W sezonie trzymam rower na klatce schodowej przed mieszkaniem, bo codziennie z niego korzystam. Sąsiedzi nie są temu przeciwni, sami zresztą też czasami tak robią, ale głównie w weekendy. Problem jest z zarządcą naszej wspólnoty mieszkaniowej, który wysyła mi pisma, żądając usunięcia roweru i grozi sądem.

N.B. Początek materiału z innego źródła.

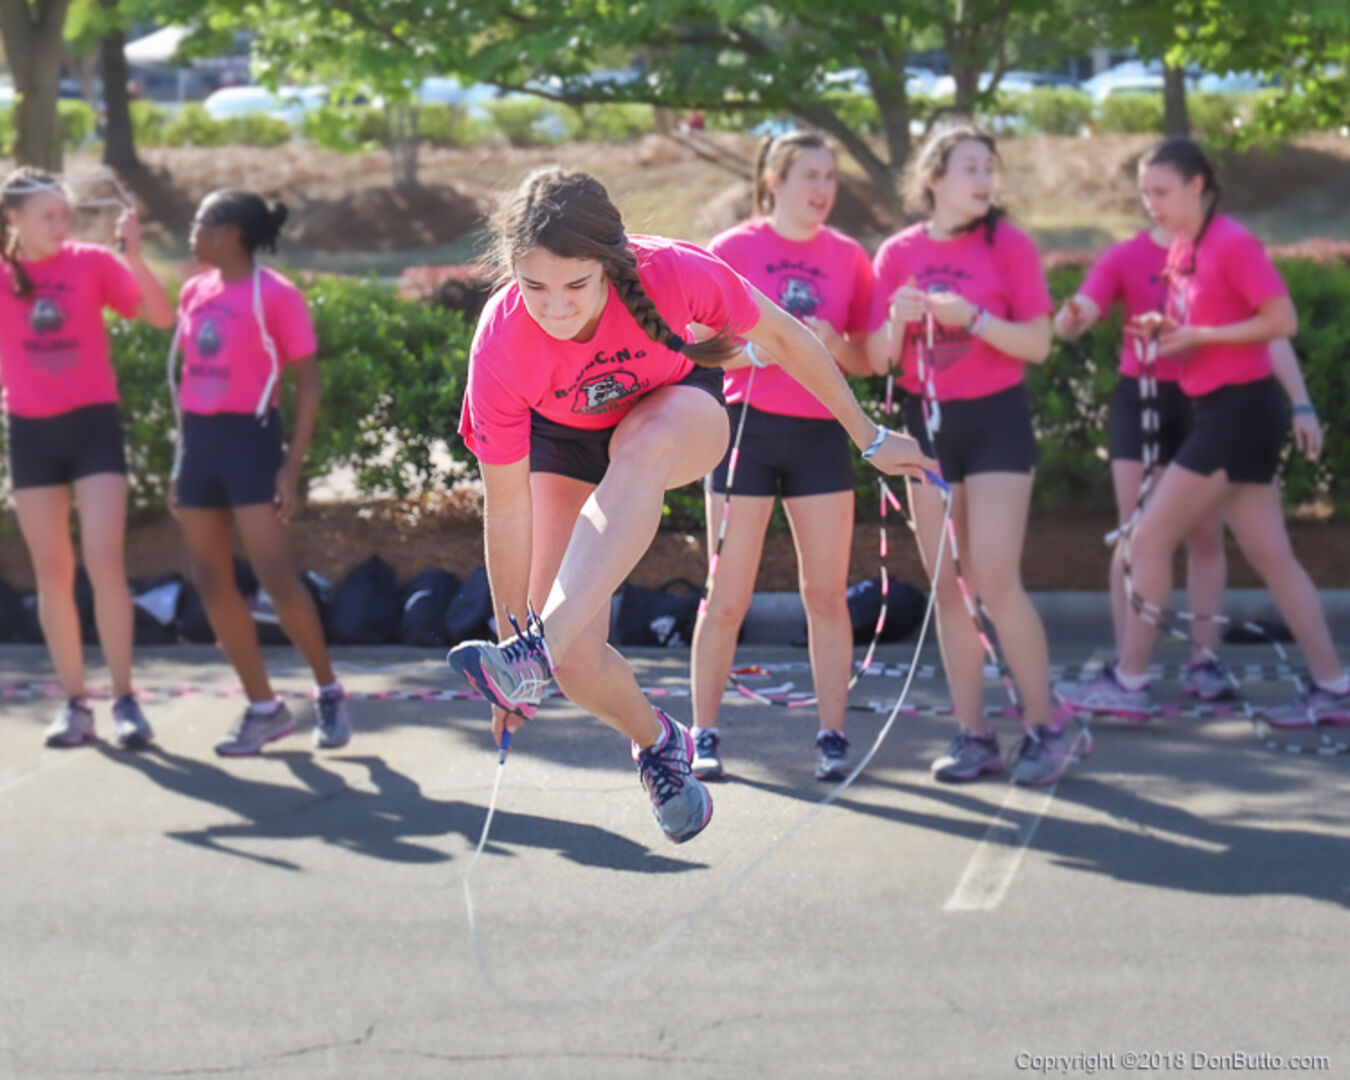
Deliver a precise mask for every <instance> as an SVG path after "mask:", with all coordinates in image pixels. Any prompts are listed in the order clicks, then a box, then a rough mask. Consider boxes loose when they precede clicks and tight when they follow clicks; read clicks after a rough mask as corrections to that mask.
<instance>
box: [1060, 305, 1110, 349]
mask: <svg viewBox="0 0 1350 1080" xmlns="http://www.w3.org/2000/svg"><path fill="white" fill-rule="evenodd" d="M1100 317H1102V309H1100V308H1099V306H1098V302H1096V301H1095V300H1093V298H1092V297H1089V296H1084V294H1083V293H1075V294H1073V296H1072V297H1069V300H1068V301H1066V302H1065V305H1064V306H1062V308H1060V311H1058V312H1056V315H1054V332H1056V333H1057V335H1058V336H1060V340H1062V342H1076V340H1077V339H1079V338H1081V336H1083V335H1084V333H1087V332H1088V331H1089V329H1091V328H1092V325H1093V324H1095V323H1096V321H1098V319H1100Z"/></svg>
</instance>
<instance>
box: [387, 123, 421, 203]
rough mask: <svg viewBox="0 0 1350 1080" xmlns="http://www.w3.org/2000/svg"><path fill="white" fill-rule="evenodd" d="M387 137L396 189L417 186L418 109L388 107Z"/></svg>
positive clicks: (389, 157)
mask: <svg viewBox="0 0 1350 1080" xmlns="http://www.w3.org/2000/svg"><path fill="white" fill-rule="evenodd" d="M385 136H386V144H387V147H389V165H390V167H391V169H393V173H394V186H396V188H404V189H406V188H416V186H417V143H418V138H417V107H416V105H386V107H385Z"/></svg>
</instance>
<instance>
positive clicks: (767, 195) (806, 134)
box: [753, 131, 834, 216]
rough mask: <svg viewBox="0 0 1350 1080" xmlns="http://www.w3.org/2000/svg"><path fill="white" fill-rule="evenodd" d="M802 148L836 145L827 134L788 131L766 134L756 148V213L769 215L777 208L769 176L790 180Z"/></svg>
mask: <svg viewBox="0 0 1350 1080" xmlns="http://www.w3.org/2000/svg"><path fill="white" fill-rule="evenodd" d="M803 150H829V151H830V153H832V154H833V153H834V148H833V147H832V146H830V144H829V143H828V142H825V136H823V135H818V134H817V132H814V131H791V132H788V134H787V135H778V136H774V135H765V136H764V138H763V139H761V140H760V144H759V150H756V151H755V201H753V207H755V213H757V215H760V216H767V215H769V213H772V212H774V192H771V190H769V186H768V177H769V175H771V174H772V175H775V177H778V180H779V181H784V180H787V174H788V171H790V170H791V167H792V166H794V165H795V163H796V159H798V158H799V157H802V151H803Z"/></svg>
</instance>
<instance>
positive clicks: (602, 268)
mask: <svg viewBox="0 0 1350 1080" xmlns="http://www.w3.org/2000/svg"><path fill="white" fill-rule="evenodd" d="M493 232H494V234H495V236H494V242H493V258H494V262H495V263H497V266H498V270H499V271H501V274H502V278H504V279H505V278H509V277H510V274H512V270H513V267H514V265H516V261H517V259H518V258H520V257H522V255H524V254H525V252H528V251H531V250H532V248H536V247H543V248H544V250H545V251H551V252H553V254H555V255H558V257H560V258H564V259H595V261H597V262H598V263H599V265H601V269H602V270H603V273H605V277H606V278H609V279H610V282H613V285H614V289H616V292H617V293H618V298H620V300H621V301H622V302H624V306H625V308H628V311H629V313H630V315H632V316H633V319H634V320H637V325H639V327H641V328H643V332H644V333H645V335H647V336H648V338H651V339H652V340H653V342H656V343H657V344H661V346H666V347H667V348H674V350H675V351H676V352H683V354H684V355H686V356H688V358H690V359H691V360H693V362H694V363H697V365H703V366H707V367H718V366H721V365H724V363H726V360H729V359H730V358H732V356H734V355H736V354H737V352H738V351H740V346H738V344H737V343H736V342H734V340H733V339H732V338H730V336H729V335H728V333H725V332H720V333H718V335H717V336H715V338H711V339H709V340H706V342H686V340H684V338H683V336H682V335H680V333H678V332H676V331H674V329H671V325H670V324H668V323H667V321H666V319H664V317H661V313H660V312H659V311H656V305H655V304H653V302H652V298H651V297H649V296H647V290H645V289H643V282H641V278H640V277H639V275H637V257H636V255H634V254H633V250H632V248H630V247H629V246H628V234H626V232H625V229H624V219H622V217H621V216H620V213H618V208H617V207H616V205H614V204H613V202H612V201H610V197H609V192H606V190H605V185H603V184H601V182H599V181H598V180H595V177H593V175H590V174H587V173H580V171H576V170H572V169H562V167H559V166H556V165H555V166H548V167H545V169H537V170H535V171H533V173H531V174H529V175H528V177H525V180H524V181H521V185H520V188H517V189H516V193H514V194H512V196H510V197H509V198H508V200H506V201H505V202H504V204H502V205H501V208H499V209H498V211H497V213H495V215H494V217H493Z"/></svg>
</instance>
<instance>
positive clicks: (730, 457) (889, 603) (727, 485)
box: [698, 367, 900, 709]
mask: <svg viewBox="0 0 1350 1080" xmlns="http://www.w3.org/2000/svg"><path fill="white" fill-rule="evenodd" d="M756 370H757V367H751V374H749V378H748V379H747V381H745V397H744V398H742V401H741V418H740V420H738V421H737V424H736V437H734V439H733V440H732V452H730V456H729V458H728V462H726V495H725V497H724V498H722V518H721V521H720V522H718V526H717V543H715V544H714V545H713V558H711V559H710V560H709V563H707V578H706V579H705V582H703V595H702V598H701V599H699V602H698V616H699V617H702V616H703V613H705V612H706V610H707V601H709V598H710V597H711V595H713V582H714V579H715V578H717V567H718V566H720V563H721V560H722V544H724V543H725V541H726V524H728V521H729V520H730V514H732V490H733V486H734V485H736V464H737V462H740V458H741V440H742V437H744V435H745V418H747V417H748V416H749V413H751V393H752V391H753V390H755V373H756ZM877 483H879V485H880V498H882V548H880V551H882V555H880V560H882V568H880V572H879V575H877V576H879V580H880V587H882V610H880V612H879V613H877V617H876V628H875V629H873V630H872V640H871V643H869V644H868V647H867V653H865V655H864V656H863V661H861V664H859V666H856V667H855V670H853V674H852V676H850V678H849V680H848V688H846V690H845V694H848V693H852V690H853V687H855V686H857V680H859V679H860V678H861V676H863V675H865V674H867V671H868V670H869V668H871V667H872V659H873V656H875V655H876V647H877V644H879V643H880V640H882V628H883V626H884V625H886V612H887V607H888V605H890V585H891V583H890V575H888V574H887V572H886V553H887V540H886V510H887V497H890V502H891V504H892V505H894V506H895V509H896V510H899V509H900V504H899V501H898V499H896V498H895V495H894V494H892V493H891V489H890V487H887V485H886V478H884V477H879V479H877ZM730 683H732V686H733V687H736V690H737V691H738V693H741V694H744V695H745V697H747V698H749V699H751V701H753V702H756V703H759V705H786V706H788V707H790V709H795V707H807V706H811V705H815V703H817V701H818V699H817V697H815V695H814V694H811V695H810V697H807V695H806V694H795V695H794V694H791V693H790V691H791V690H792V683H786V684H784V686H782V687H778V688H776V690H755V688H752V687H749V686H745V683H742V682H741V680H740V679H738V678H737V672H736V671H734V670H733V671H732V674H730Z"/></svg>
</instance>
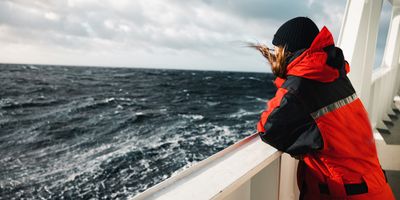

Właściciele lokali są także współwłaścicielami nieruchomości wspólnej, a zatem także klatki schodowej, z której mają prawo korzystać w zakresie, w jakim da się to pogodzić z korzystaniem przez innych właścicieli lokali. Zatem to nie jest tak, że właściciel nie ma prawa niczego na klatce schodowej pozostawić. Z jednej strony zostawiając rzeczy na klatce schodowej, trzeba pamiętać, że klatka ta służy także użytkowi innych osób, ale nie oznacza to, że klatka ma być w związku z tym zupełną pustynią. Trzymanie rowerów na klatce schodowej na przykład przez noc przez osobę, która jeździ nim do pracy, jeżeli nie zakłóca to korzystania przez innych właścicieli z klatki schodowej, nie powinno prowadzić do żadnych interwencji zarządcy.
Natomiast jeżeli w danej wspólnocie mieszkaniowej właściciele powszechnie tak wykorzystują klatkę schodową i jest to między nimi zgodne korzystanie, to zarządca, który w takiej sytuacji podejmuje interwencje, nie bardzo chyba zdaje sobie sprawę, jaka jest jego rola we wspólnocie mieszkaniowej i że to właściciele, a nie on ustalają zasady korzystania z budynku. Należy go więc przywołać do porządku, a jeżeli to nie przyniesie spodziewanego rezultatu, dążyć do pojęcia przez wspólnotę mieszkaniową decyzji o rozwiązaniu z nim umowy o zarządzanie.